Aku bertopang dagu. Benar-benar menakjubkan. Baru satu minggu, aku menikahi Anjani, dan Boom! Pabrik yang mulai oleng dan hampir saja gulung tikar, kini mulai kembali menunjukkan taringnya.

Mungkin sebentar lagi bisa tembus pasar ekspor. Kerja yang sangat bagus sekali! Tidak sia-sia aku menikah dengan Anjani. Dengan begitu, kekayaanku bisa segera kembali.

Aku merogoh ponsel dalam saku celana. Kuhubungi telpon rumahku.

"Hallo?" Pas sekali, panggilan diterima oleh Bi Marni.

"Bi, sarapan untuk Anjani, aman?"

"Aman, Den!"

"Fidelya bagaimana, Bi?"

"Nyonya dari tadi di luar, Den! Bibi lihat, Nyonya terus saja memutari pohon jambu di halaman samping."

"Ngapain, Bi?"

"Nggak tahu, Den! Bibi tanyain, Nyonya juga nggak ingat katanya."

"Oh, ya, sudah. Biarkan saja, Bi! Siang nanti, Bibi bawakan dua ekor ayam kampung yang masih hidup ke kamarnya!"

"Siang, Den? Nanti ketahuan, Nyonya?"

"Nyonya saya pastikan sedang pergi keluar!"

"Baik, Den!"

Tutt! Aku mematikan panggilan. Lalu beralih menghubungi nomor Fidelya.

Lama tersambung, akhirnya Fidelya mengangkat panggilan dariku.

"Hallo, Fi?"

"Iya, Mas?

"Fi, nanti siang, kita makan di luar, ya!"

"Ada apa, Mas? Tumben sekali?"

"Iya, Mas kangen makan siang di luar bareng kamu!"

"Anjani bagaimana, Mas? Sudah Mas ajak juga?"

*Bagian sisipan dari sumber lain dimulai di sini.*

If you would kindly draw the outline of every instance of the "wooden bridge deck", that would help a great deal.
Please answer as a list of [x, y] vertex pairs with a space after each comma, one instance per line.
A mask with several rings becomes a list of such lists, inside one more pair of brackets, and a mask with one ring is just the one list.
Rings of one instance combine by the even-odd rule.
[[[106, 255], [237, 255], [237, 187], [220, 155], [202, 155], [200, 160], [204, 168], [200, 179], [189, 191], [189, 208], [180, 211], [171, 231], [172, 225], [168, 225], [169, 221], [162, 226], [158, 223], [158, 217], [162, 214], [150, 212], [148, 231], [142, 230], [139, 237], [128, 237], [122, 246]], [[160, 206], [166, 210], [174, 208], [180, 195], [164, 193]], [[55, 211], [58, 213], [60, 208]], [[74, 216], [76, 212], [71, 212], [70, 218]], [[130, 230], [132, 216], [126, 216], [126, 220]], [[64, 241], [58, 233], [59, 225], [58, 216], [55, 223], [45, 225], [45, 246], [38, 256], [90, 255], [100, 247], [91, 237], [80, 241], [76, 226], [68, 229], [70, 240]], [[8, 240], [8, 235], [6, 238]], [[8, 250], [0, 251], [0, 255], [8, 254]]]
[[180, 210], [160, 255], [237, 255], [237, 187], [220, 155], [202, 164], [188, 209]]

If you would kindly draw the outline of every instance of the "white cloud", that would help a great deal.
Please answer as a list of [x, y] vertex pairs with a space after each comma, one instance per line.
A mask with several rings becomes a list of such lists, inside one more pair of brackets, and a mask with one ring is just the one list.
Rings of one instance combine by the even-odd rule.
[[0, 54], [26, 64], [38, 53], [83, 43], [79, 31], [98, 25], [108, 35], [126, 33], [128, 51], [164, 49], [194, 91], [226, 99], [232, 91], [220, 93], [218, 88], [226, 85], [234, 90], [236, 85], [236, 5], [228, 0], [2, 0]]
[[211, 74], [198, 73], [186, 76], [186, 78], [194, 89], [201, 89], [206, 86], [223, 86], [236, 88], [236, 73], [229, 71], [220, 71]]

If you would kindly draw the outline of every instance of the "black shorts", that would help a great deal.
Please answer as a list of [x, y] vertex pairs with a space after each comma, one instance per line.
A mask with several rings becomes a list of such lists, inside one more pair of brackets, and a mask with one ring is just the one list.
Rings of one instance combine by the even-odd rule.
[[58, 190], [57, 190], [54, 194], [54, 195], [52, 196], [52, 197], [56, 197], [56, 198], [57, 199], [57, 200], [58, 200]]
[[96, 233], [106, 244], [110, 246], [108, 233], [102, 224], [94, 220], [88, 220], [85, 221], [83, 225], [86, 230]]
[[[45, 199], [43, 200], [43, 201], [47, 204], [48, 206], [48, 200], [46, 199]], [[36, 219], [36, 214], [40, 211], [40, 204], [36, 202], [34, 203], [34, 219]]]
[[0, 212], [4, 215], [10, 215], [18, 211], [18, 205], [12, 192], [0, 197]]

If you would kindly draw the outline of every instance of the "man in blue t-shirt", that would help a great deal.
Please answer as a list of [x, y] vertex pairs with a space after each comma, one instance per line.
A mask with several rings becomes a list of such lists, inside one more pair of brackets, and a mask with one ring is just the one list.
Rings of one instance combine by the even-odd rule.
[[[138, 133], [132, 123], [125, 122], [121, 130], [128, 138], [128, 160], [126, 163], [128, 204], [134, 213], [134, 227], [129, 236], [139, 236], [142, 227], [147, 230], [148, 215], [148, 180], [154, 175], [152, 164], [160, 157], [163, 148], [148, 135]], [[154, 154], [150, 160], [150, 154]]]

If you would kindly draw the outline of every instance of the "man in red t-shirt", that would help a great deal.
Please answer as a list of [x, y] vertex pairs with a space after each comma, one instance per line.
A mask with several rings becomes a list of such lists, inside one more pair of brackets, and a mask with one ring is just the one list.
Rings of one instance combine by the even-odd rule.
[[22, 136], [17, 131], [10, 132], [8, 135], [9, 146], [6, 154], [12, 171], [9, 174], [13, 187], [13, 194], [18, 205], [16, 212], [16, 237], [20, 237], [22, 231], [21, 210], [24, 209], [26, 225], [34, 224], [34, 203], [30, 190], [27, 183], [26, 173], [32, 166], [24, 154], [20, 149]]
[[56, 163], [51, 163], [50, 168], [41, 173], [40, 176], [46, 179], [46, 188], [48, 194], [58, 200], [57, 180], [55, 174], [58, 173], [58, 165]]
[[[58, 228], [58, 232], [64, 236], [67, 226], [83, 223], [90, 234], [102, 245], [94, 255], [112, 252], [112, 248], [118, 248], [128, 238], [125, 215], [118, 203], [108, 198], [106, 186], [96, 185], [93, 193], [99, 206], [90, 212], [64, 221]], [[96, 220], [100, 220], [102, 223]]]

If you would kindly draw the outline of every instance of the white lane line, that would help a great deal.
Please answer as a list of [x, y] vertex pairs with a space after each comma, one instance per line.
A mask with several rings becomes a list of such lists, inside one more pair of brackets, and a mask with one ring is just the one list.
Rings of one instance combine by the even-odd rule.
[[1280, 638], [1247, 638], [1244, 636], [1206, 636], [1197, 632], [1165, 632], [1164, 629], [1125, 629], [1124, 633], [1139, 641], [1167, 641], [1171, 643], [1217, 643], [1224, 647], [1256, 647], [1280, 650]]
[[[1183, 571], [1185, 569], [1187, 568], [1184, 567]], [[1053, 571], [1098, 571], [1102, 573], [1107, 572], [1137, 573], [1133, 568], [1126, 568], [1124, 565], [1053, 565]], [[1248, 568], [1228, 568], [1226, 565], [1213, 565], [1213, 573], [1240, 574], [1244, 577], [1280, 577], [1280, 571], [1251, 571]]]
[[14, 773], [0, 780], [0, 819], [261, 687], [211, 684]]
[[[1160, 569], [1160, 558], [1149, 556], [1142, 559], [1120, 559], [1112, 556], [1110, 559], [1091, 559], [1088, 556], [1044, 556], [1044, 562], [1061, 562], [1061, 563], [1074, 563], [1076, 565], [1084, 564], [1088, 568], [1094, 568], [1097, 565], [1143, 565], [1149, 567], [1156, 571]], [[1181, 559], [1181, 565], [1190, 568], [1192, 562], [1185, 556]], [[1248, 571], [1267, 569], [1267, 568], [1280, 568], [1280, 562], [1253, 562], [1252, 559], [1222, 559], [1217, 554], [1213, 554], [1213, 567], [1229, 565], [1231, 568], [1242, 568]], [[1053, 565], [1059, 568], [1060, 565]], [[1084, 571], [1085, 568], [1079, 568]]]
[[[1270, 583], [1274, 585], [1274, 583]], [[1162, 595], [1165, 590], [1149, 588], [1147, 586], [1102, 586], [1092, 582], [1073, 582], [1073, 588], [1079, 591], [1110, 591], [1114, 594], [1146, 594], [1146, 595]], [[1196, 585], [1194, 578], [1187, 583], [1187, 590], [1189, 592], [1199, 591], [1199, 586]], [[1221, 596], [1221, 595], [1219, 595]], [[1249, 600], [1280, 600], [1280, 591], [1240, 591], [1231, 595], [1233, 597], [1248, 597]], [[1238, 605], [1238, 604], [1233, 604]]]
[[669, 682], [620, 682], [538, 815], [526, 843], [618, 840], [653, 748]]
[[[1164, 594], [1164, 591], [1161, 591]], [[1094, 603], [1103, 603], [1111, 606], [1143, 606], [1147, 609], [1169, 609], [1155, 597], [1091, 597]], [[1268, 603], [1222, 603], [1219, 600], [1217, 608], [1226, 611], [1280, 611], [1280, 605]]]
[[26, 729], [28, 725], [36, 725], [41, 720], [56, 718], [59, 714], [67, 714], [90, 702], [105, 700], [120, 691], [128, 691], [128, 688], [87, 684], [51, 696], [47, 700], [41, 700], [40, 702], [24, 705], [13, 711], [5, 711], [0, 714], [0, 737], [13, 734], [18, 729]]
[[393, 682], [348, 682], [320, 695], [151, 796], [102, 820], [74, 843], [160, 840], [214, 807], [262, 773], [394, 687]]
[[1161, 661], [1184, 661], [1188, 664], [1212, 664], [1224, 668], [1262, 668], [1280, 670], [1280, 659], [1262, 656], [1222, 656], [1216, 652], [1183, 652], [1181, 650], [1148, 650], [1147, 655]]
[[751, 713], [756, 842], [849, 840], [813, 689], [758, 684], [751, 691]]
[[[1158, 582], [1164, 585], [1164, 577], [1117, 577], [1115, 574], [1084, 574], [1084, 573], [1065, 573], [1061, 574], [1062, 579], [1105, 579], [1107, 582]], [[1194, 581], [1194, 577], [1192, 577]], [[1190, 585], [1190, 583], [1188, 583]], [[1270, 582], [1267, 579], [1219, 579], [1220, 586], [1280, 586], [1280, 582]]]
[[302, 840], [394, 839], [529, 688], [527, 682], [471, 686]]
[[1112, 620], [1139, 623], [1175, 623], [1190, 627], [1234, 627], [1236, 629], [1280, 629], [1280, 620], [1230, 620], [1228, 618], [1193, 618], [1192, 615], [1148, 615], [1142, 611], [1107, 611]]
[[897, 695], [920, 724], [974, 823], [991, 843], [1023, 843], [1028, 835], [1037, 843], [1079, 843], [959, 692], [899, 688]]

"Sudah, tapi Anjani tidak ikut katanya!"

"Kenapa, Mas?"

"Tidak tahu! Dia mau di rumah saja!"

"Ohh, begitu."

"Iya, Fi! Nanti kita ketemu di resto biasa, nggak apa-apa, 'kan, Fi?"

"Iya, Mas! Nanti sebelum jam makan siang, aku sudah di sana!"

"Oke! Daah Fidelya, Sayang!"

"Daah, Mas!"

Tutt! Fidelya mematikan telepon.

Aku kembali memasukkan ponsel ke dalam saku celana. Aku tersenyum puas.

Anjani, nikmatilah makan siangmu. Sementara, aku pun akan menikmati makan siangku bersama Fidelya.

Anggap saja sebagai perayaan untuk menandai kebangkitan pabrik ini.